Thank you for your well expressed responses. It’s refreshing of late. A few reactions/observations from me…
Unsubstantiated for sure but I consider it an educated guess based on my entire career working in software development at young enterprises. It does not take more than 3 or 4 software engineers to maintain and tweak unstable, garbage software. THS had 20 engineers on staff at the end of 2024. That’s the size of new product development team. We have not seen new functionality added to the THS website or app other than very minor tweaks. More than a year’s software effort is going somewhere not in evidence as yet.
Whether or not any of those alternatives is thriving is entirely unknown. All are smaller than THS. Nomador looks like the closest match but insights into whether anny of those alternatives is thriving or headed for a cliff are entirely absent.
Exactly this. With a membership you can’t actually confirm a sit (unless you have premium), so with a non premium membership all you can do without additional cost is peruse the listings. That’s like if my gym membership only allowed me to stand outside and look in.
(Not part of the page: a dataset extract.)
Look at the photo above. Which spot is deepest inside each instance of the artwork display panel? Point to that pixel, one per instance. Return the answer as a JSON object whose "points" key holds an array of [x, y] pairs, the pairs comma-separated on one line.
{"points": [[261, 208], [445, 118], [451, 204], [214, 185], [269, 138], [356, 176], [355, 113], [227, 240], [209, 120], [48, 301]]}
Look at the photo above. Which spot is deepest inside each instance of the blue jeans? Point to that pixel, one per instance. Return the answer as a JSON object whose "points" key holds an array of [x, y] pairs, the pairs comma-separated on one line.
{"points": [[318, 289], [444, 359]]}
If I wanted to actually use the equipment there would be an extra charge. I don’t think that booking fees are appropriate for this type of business.
You could apply , contact the host and then make a private arrangement so that neither party pays a fee .
We saw how they went about replacing the messenging part.
huh??? NOT TRUE. I have done. 50 times, with a Basic membership.
That might be the end for me though I fear it would also be the end of the site. The more they raise the fees the more it ridiculous it becomes for sitters, and the less useful it is for homeowners as sitters leave or the price starts to equal out with hiring someone and paying them directly.
This “race to the bottom” has been happening for years with remote work such as the work toward buiding large scale AI models, where companies like Mercor offer increasing low-hourly “jobs.” I don’t see how this sustains for a pet sitting site that offered a different model than other sites – travel and exchange.
I feel like I know how the move ends. Two years from now an increasingly more expensive but strangely less useful THS will be bought by Rover or something like it and disappear. Sitters will be offered a chance to “get paid” and join the new overlords. Homeowners will be told the “no money” model didn’t work but now they can find more sitters than ever on the new thing.
Many will go with the flow. Many will go elsewhere.
They said membership grew from 70,000 in early 2022 to 200,000 by late 2023. There are a lot of people interested. If I came in now and was told the membership was $250, I would have paid since I have saved thousands in stays while visiting my daughter and the marginal benefit of the last winter and now this winter out of the north. Roll out was annoying but the membership growth numbers show, they don’t care if people leave.